Краткий пересказ ночной беседы его с архангелом вызвал легкое недоверие у собеседников. Тимоха даже покачал головой, отрицая возможность обрести покой дома и само существование человеческих сношений с высшими сферами. В лохматой голове бывшего извозчика подобные вещи укладываться отказывались.
— Ну, ты сам посуди, — авторитетно сообщил он, — какой может быть покой, ежели вокруг война? Ежели у человека счастья нету, а одни поиски? Там шлепнут, там обобрать хотят. Враки все это.
— Так сказано! — важно заверил отставной флейтист, и, подражая Божьему вестнику, воспроизвел жутким голосом, — Иди домой, раб божий, Штычка! Там будет тебе покой и счастье! Огогой, раб божий, Штычка! И глазами эдак вращает! Крылами машет! Вот, как было!

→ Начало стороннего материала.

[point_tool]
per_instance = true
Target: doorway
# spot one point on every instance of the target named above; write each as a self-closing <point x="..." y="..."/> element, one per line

— И про правду еще сказал, дескать, полно ее в мире, только махонькая она, навроде микробов тех, — добавил он обычным своим манером. — Видеть ее обычному человеку невозможно. Даже в микроскоп.
— А что-то за микроба такая? — спросил Тимофей, ткнув кулаком в бесцеремонную лошадь, подбирающуюся к его шапке. Та недовольно всхрапнула.
Вопрос вернул из печальных мыслей отчаявшегося бородача, сообщившего, что микроба махонькая, навроде вошки какой. Об этом ему говорил профессор Витгофе, посещавший заведение мадам Фраск. А ходил тот ученый к Эманнуэльке, той губастенькой, что весело хохотала сейчас, отбрасывая лезшие в глаза шикарные рыжие волосы. Солнце вспыхивало в ее шевелюре так, что казалось, она горит каким-то живым и беспокойным пламенем.
— Уж очень наша Манька ему нравилась, — проинформировал борода, — Я, говорит, как рыжую увижу, так очень хорошо себя чувствовать изволю. И полушку мне завсегда давал, дескать, спасибо тебе, Василий Никодимыч. Жмот был первостатейный, целковый завсегда жалел.
— Брешешь же, Никодимыч! — опроверг того недоверчивый извозчик. — Нешто, профессор вошек тех учил? Тьху это, студентикам каким надо. Профессора те, что покрупнее должны знать, да непростое. Жирафу, може, слонов каких. Не может профессор ту тварюшку знать. Откуда ему?